Menurut Pranoto kejawen itu bukan agama,
melainkan sebuah aturan (paugeran). Suwardi Endraswara juga sependapat
dengan hal ini, memang kejawen itu suatu paugeran dan nilai serta tradisi. Ada tiga
konsep paugeran kejawen, yaitu :
1.
Tentang hidup (urip), ada yang menghidupkan.
2.
Tidak menyakiti orang lain (tepa slira).
3.
Tidak memaksakan orang lain harus seperti dirinya.
Ketiga paugeran ini tampaknya bersendikan pada prinsip
hidup yang dapat menentramkan suasana, baik dirinya maupun orang lain.
Kejawen tidak sekedar kultur, melainkan lebih ke arah keyakinan.
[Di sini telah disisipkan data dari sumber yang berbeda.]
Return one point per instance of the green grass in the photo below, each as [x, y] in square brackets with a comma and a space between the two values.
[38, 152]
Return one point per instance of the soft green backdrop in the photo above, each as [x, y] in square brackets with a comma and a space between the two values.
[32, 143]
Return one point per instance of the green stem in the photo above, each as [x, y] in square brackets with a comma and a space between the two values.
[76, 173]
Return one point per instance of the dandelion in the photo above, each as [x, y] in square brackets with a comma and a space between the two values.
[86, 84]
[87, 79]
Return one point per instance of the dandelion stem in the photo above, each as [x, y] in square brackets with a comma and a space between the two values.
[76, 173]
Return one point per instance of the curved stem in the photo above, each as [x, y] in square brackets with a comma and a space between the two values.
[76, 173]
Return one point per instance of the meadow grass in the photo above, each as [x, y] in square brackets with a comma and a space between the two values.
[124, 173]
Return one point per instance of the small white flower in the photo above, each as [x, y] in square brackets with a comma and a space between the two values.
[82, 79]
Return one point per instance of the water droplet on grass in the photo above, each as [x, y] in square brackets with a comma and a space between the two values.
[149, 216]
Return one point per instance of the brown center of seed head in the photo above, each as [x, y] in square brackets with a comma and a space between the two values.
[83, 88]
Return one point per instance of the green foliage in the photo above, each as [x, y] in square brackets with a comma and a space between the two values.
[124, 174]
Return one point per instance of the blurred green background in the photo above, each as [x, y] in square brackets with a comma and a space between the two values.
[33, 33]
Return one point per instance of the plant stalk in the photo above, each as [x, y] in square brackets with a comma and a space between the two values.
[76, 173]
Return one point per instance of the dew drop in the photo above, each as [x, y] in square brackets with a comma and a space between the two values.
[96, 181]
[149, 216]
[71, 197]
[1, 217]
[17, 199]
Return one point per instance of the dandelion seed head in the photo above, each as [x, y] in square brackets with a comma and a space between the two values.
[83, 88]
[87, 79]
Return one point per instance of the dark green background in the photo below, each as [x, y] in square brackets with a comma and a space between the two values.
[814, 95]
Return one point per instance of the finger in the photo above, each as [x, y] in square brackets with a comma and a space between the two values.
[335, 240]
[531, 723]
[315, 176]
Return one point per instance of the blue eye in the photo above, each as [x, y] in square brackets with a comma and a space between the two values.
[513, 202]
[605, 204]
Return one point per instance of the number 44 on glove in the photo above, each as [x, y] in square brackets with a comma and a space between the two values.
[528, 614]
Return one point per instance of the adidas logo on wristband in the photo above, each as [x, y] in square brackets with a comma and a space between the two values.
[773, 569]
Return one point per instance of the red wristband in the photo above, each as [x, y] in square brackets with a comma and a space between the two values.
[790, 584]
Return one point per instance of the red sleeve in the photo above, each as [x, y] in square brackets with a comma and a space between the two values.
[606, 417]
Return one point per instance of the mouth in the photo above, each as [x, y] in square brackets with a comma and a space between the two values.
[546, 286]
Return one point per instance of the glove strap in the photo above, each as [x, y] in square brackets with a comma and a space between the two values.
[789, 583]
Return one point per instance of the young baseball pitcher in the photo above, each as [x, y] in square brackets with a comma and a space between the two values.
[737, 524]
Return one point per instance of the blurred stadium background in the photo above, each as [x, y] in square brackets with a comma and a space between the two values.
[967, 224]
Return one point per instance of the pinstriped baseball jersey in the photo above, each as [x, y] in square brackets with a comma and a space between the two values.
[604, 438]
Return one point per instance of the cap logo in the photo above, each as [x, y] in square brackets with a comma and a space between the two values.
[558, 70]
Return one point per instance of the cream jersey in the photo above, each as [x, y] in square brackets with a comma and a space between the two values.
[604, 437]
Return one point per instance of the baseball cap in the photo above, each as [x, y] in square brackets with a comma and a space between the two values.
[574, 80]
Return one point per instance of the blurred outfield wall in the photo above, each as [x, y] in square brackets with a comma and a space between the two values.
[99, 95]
Sebenarnya, inti
kejawen pada ajaran kebatinan Jawa. Di dalamnya jelas sarat dengan
nilai-nilai agama Jawa. Maka mempelajari kejawen sama halnya juga
menyelami agama Jawa. Bahkan kalau mau terus terang sendi-sendi agama Jawa itu
tidak lain kejawen. Kejawen yang membentuk nuansa keagamaan Jawa menjadi
khas, karena selalu memperhatikan orang lain. Kejawen senantiasa mengukur
diri, sebelum mengukur orang lain.
Poros kejawen adalah mistik. Mistik merupakan
jalan lurus bagi agama Jawa. Keterkaitan antara kejawen, kebatinan¸
kepercayaan, mistik, dan agama Jawa tidak dapat dipisah-pisahkan. Bahkan
beberapa istilah itu sering tumpang tindih penggunaannya dalam masyarakat. Dari
pandangan Beatty yang cukup panjang lebar membahas kejawen sebagai salah
satu sisi agama Jawa, nampak jelas bahwa di dalamnya terdapat keunikan. Suwardi
Endraswara menyatakan bahwa kejawen sebagai ruh agama Jawa.[7]
C.
Etika
Orang Jawa
Sebuah pernyataan Mulder tentang pergeseran etika
Jawa memang cukup memprihatinkan. Dia yang secara kebetulan mempelajari kejawen,
sempat melontarkan tesis bahwa masyarakat Jawa terkosongkan dari kandungan
moral (emptied of moral content). Masyarakat Jawa yang telah masa yang
steril terhadap moral. Ini merupakan gejala malaise kebudayaan. Malaise
adalah kondisi yang tak enak atau gundah terhadap budaya.
Malaise budaya
(moral) berarti orang Jawa sedang ada proses pergeseran etika yang luar biasa.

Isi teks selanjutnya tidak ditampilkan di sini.